Miquel Sánchez Romera, el detonador de horizontes
Ya desvelé aquí mismo hace unos meses (“El secreto regreso de Miquel Sánchez Romera”) el extraño retorno (“part time” con USA y China) a España del neurólogo-cocinero Miguel Sánchez Romera, este personaje incalificable embarcado en la búsqueda de un nuevo lenguaje culinario a través del hiperrealismo organoléptico, la ciencia y el arte. Pues bien, la otra noche volví a su casa, a su cocina; viví de nuevo sus platos y, ya de madrugada, me confió su nuevo artefacto, todavía “in progress”: el “expresionismo orgánico”. Esto fue lo que pasó…
“Ves cosas y dices, ¿por qué?
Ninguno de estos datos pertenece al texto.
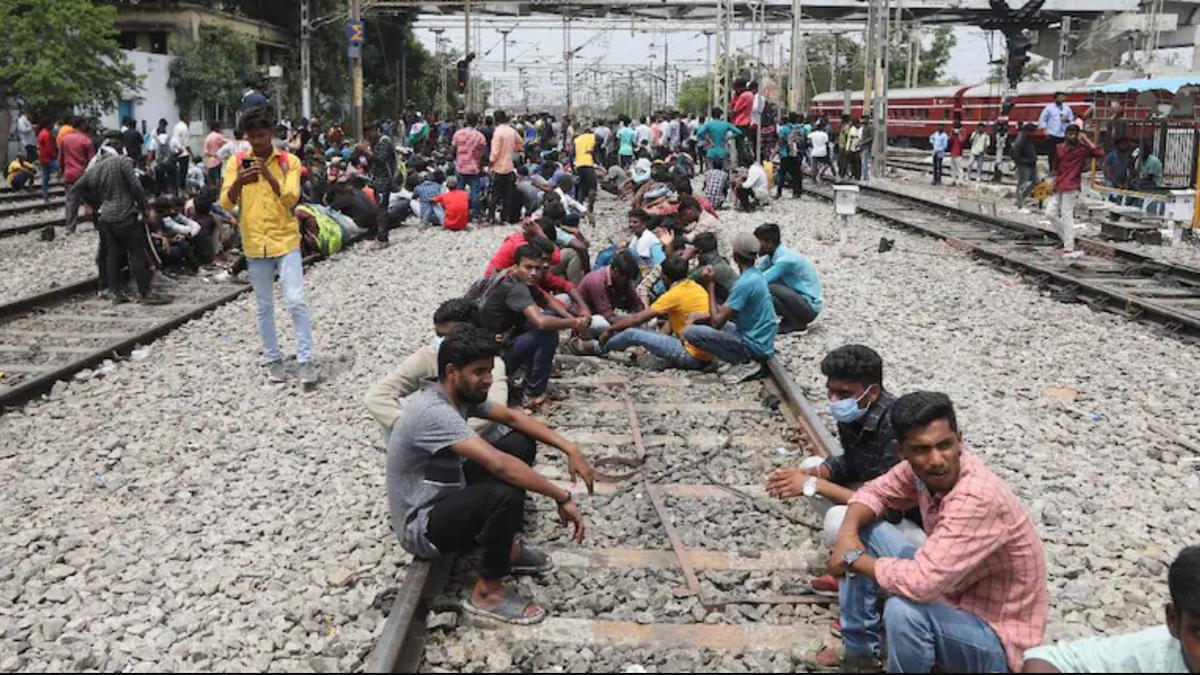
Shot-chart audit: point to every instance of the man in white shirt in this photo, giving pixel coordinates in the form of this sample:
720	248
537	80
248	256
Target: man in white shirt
753	189
819	144
179	142
1055	119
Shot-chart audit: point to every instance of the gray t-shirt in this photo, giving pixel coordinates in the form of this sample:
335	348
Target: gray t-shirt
421	467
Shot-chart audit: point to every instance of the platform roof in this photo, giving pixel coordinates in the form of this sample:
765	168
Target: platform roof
777	11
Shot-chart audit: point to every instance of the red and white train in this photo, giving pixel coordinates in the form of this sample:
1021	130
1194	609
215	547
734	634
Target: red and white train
913	114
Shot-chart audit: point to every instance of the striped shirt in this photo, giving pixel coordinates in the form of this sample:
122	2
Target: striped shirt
983	554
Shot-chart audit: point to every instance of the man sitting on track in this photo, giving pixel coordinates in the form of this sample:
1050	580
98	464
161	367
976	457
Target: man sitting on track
513	310
437	508
793	282
684	298
973	597
1174	647
862	408
743	329
383	399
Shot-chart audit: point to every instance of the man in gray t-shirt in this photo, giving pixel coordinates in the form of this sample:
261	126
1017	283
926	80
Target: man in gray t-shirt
436	511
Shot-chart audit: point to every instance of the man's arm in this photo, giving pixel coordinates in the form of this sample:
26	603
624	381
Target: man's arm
519	475
577	465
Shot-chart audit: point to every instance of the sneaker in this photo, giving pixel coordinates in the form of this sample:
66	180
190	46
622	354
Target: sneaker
307	375
154	299
276	372
826	586
744	372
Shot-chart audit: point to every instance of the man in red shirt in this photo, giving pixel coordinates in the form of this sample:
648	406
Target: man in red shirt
1068	169
972	598
456	204
77	150
47	156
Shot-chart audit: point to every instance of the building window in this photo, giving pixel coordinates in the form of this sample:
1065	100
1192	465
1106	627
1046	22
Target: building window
159	42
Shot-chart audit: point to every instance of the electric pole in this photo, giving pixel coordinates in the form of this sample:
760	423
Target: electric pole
357	71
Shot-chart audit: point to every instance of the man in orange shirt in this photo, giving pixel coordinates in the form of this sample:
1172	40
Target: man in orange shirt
456	204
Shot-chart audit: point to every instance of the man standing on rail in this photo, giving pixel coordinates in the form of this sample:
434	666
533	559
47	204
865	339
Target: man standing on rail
438	508
265	186
1068	171
972	598
1055	119
939	141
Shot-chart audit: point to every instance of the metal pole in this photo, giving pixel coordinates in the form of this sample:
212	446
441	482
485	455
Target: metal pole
305	61
357	75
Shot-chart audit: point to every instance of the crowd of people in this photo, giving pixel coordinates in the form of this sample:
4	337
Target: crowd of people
934	560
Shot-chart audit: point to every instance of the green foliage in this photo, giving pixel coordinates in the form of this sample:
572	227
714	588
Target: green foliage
213	70
61	53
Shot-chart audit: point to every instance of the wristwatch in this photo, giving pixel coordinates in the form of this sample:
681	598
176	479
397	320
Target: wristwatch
850	557
810	487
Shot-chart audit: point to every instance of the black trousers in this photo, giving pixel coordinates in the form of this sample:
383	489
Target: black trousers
486	513
790	172
792	308
509	197
126	242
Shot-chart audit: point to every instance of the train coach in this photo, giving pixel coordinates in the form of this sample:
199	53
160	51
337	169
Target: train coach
913	114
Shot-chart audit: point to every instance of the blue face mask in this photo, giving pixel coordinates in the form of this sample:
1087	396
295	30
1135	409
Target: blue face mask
846	411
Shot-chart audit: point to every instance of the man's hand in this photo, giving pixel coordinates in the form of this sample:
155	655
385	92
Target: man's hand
787	483
569	514
577	467
837	565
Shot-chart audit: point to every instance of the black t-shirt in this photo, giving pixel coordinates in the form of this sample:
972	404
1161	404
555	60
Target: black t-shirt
357	205
503	309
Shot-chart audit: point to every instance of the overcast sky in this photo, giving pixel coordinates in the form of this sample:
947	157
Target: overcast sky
539	48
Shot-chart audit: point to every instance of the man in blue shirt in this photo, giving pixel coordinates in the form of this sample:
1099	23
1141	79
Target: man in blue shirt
792	280
717	131
1055	119
940	141
742	332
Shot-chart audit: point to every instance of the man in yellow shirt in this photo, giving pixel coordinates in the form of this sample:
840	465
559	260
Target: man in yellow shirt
586	166
264	184
683	298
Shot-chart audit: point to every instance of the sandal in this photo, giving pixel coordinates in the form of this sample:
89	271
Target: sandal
510	610
532	561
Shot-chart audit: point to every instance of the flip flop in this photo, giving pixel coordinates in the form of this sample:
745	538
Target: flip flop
532	561
510	610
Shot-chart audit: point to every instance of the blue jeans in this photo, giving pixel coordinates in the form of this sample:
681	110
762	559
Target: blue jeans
666	347
725	344
535	351
262	278
919	635
473	184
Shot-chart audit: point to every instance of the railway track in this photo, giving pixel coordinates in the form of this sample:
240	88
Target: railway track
54	335
1109	278
685	554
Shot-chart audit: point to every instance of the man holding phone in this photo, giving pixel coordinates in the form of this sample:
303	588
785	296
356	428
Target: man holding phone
264	184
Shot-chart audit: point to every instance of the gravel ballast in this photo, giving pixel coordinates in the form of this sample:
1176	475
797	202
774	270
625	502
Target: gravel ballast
181	513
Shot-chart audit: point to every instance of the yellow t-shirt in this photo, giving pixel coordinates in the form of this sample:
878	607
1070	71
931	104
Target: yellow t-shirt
677	303
585	144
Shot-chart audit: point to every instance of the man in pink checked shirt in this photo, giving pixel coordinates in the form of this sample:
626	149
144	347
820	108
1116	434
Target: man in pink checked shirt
973	597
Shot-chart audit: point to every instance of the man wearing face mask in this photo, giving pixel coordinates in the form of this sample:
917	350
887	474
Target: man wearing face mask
862	407
972	598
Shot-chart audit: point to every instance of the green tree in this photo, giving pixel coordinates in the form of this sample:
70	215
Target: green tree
61	54
211	71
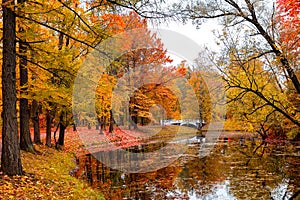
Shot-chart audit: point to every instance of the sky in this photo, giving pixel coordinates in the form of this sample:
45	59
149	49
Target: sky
203	36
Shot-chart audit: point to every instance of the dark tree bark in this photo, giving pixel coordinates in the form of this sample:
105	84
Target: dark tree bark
62	129
25	138
10	159
111	122
48	128
36	122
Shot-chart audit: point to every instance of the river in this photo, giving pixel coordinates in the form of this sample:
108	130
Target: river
235	168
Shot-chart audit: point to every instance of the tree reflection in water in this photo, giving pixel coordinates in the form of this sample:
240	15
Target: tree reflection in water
252	170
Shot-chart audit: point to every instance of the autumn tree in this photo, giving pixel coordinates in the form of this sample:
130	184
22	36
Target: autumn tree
10	159
145	51
249	33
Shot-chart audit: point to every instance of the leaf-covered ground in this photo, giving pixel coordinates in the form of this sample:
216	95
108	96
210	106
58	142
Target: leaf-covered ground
47	175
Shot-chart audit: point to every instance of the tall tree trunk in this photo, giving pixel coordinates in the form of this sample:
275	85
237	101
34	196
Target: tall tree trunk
48	128
36	122
25	138
10	159
111	122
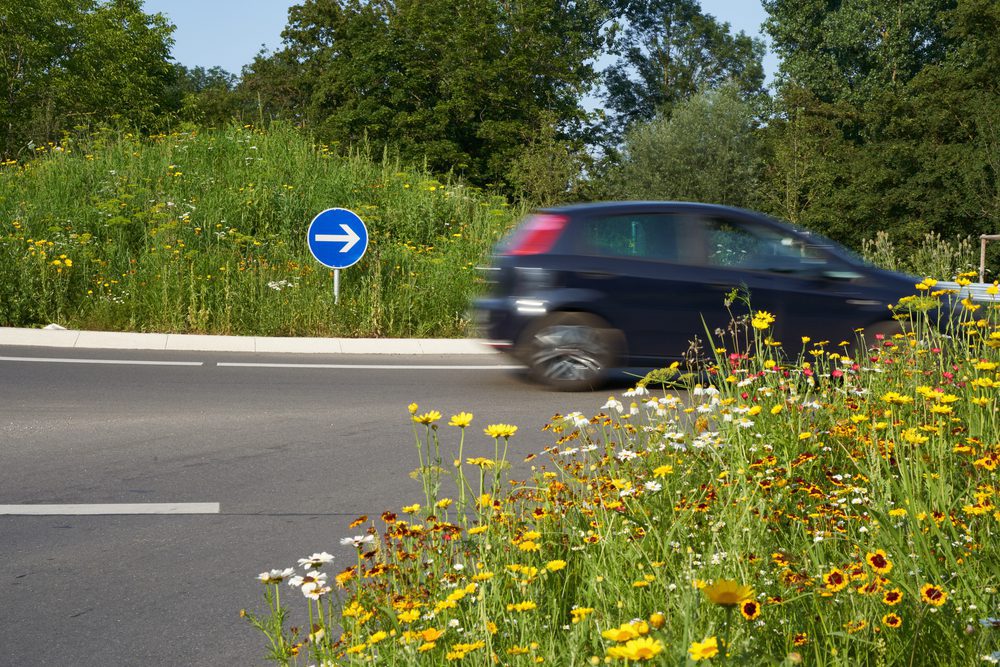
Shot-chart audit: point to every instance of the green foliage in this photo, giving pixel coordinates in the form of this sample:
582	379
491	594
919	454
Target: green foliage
206	97
463	85
932	257
886	118
707	150
65	63
205	232
667	51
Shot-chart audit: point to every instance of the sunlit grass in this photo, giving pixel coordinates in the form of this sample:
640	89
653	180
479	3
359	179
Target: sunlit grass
828	509
206	232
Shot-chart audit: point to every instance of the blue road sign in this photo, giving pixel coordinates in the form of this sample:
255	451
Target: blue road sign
337	238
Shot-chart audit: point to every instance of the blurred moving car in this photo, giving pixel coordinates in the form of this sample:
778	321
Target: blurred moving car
579	290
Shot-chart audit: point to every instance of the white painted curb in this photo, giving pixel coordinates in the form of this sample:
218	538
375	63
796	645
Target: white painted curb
108	340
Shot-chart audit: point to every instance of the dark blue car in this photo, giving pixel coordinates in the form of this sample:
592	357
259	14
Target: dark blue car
579	290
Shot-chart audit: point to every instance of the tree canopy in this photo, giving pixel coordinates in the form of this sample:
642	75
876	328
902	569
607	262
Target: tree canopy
68	62
463	84
668	50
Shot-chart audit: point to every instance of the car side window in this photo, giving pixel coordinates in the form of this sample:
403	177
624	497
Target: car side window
650	236
739	245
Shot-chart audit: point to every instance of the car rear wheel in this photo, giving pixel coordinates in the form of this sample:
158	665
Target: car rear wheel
571	351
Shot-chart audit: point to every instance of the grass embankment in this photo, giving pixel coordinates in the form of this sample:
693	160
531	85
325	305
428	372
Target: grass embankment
206	232
821	511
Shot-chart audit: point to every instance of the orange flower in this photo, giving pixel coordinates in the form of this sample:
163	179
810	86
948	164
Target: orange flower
879	562
933	595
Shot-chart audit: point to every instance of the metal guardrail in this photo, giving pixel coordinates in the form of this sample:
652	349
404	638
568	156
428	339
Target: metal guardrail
975	291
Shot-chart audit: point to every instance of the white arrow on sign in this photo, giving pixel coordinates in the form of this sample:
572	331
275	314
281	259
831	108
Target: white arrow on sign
349	238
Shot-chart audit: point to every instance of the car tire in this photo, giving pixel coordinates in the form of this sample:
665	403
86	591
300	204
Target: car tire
571	351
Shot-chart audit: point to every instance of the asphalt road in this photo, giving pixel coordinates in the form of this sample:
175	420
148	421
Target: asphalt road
290	454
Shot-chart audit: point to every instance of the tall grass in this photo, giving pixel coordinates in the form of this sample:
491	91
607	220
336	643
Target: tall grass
206	232
825	509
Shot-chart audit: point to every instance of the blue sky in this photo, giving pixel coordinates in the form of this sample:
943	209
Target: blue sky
228	33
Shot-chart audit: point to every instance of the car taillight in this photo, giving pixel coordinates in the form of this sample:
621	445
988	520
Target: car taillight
538	235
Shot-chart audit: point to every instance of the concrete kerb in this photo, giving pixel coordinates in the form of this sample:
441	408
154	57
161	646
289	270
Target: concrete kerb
64	338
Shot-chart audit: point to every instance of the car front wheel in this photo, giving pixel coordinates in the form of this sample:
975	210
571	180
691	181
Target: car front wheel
571	351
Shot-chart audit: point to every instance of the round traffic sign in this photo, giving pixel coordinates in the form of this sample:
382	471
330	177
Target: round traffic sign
337	238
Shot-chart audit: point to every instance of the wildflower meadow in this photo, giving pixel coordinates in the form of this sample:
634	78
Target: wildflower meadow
835	507
205	232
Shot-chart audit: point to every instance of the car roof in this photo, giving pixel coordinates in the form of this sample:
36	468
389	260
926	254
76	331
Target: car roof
624	206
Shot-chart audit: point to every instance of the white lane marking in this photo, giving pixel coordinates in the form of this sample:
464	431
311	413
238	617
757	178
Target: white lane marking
121	362
113	508
378	367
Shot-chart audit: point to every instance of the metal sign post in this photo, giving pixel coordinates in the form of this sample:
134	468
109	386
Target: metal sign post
337	239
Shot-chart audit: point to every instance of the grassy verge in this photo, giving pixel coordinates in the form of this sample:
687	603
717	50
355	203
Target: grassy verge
823	510
205	232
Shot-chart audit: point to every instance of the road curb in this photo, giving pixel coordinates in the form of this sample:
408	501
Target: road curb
114	340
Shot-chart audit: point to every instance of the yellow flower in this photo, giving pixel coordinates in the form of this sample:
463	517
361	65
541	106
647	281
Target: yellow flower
500	430
624	632
461	420
428	417
408	616
762	319
644	648
704	650
431	634
727	593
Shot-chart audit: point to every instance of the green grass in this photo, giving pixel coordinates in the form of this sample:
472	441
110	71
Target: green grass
819	510
206	233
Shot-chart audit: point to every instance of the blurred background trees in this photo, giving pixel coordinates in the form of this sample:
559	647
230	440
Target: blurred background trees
883	115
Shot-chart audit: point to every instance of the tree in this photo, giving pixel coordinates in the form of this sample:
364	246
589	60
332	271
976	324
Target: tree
852	50
68	62
667	51
707	150
465	92
204	96
886	117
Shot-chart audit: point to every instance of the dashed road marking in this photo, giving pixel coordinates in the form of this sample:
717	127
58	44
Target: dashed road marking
112	508
118	362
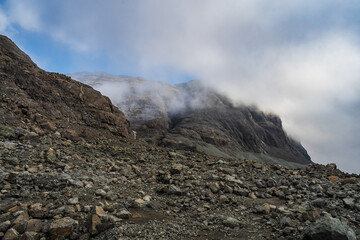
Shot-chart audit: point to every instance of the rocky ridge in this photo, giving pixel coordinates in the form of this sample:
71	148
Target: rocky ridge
47	101
191	116
58	184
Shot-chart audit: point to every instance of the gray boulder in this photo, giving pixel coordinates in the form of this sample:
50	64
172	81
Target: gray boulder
329	229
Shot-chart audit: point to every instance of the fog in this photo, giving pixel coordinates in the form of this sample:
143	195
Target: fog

Pero yo sueño cosas que nunca fueron y me digo, ¿por qué no?”
George Bernard Shaw
Reconozco que nací sin GPS en el cerebro, circunstancia que me ha hecho andar y volver a andar los mismos caminos a menudo. Y, por supuesto, en esta ocasión volví a perderme. Dos veces. Pero éste es mi destino… Finalmente, la silueta de Cristina –mujer de Miquel- recortada en la oscuridad me sacó del laberinto y, frío de niebla pero agitado de anhelos, llegué a la casa. El horno de leña, abajo, en plena producción de un exquisito pan hojaldrado… Ya en el comedor particular, adjunto a la cocina –Miguel trabaja todos y cada uno de los platos con la única compañía de un ayudante-, aguardo la primera sorpresa. Que llega bajo el nombre de “caviar Romera”, una crema de cebolla con tartare de ostras, puerros estofados en gallina, ventresca de salmón ahumado aquí mismo y caviar. Lo emotivo: una platónica conjugación de sabores que acaban en un morreo onírico. Lo reflexivo: nano gastronomía subyacente; destellos cuánticos. Todo se ilumina con el “mar y montaña” de relumbrón que se presenta con una gamba al curry y un muslito de pichón lacado, base de cebolla confitada al vinagre rojo y canela. Polisemias jugando al escondite… Sopa agridulce perfumada de shiitakes, huevo poché, trufa negra, toques de vermouth y anís… Colores violentando la mente en un círculo de Oswald enloquecido. Show sensorial. El mix de arroces, base de mariscos y mantequilla blanca de kombu: curry amarillo; soja; tinta de sepia; agua de rosas, hierbas de bosque. Sentirse en el ojo del huracán, girar voluptuosamente en el torbellino de sabores mientras el mar te succiona… Estamos dentro del CERN. Fideuá blanca de lubina con coco, agua de azahar y agua de rosas… Topeando, aceites aromatizados (tomate, pimientos, cebolla, albahaca). Una paranoia de conmociones confluyendo en la textura taumatúrgica del pescado. Y, por fin (no lo había dicho), el motivo central de la cena… Contramuslo de coquelet cocido con… ¡salsa de soja de 205 años! Sí, sí… Fue un regalo especial de una anciana china a Miguel. La salsa incorpora también vino amarillo, gingko biloba, canela y la grasa del propio pollo. Pura mítica. Se acompaña de una velouté de verduritas, patata deshidratada, berenjena a la llama de madera de encina y un fondo de mermelada de oliva negra. Impresiones polifónicas… Profundidad, intensidad. Tofu dulce (cubos) con mini lima china, mandarina y panal de miel de bosque. Sopa de calabaza y té de jazmín (caliente, iconoclasta).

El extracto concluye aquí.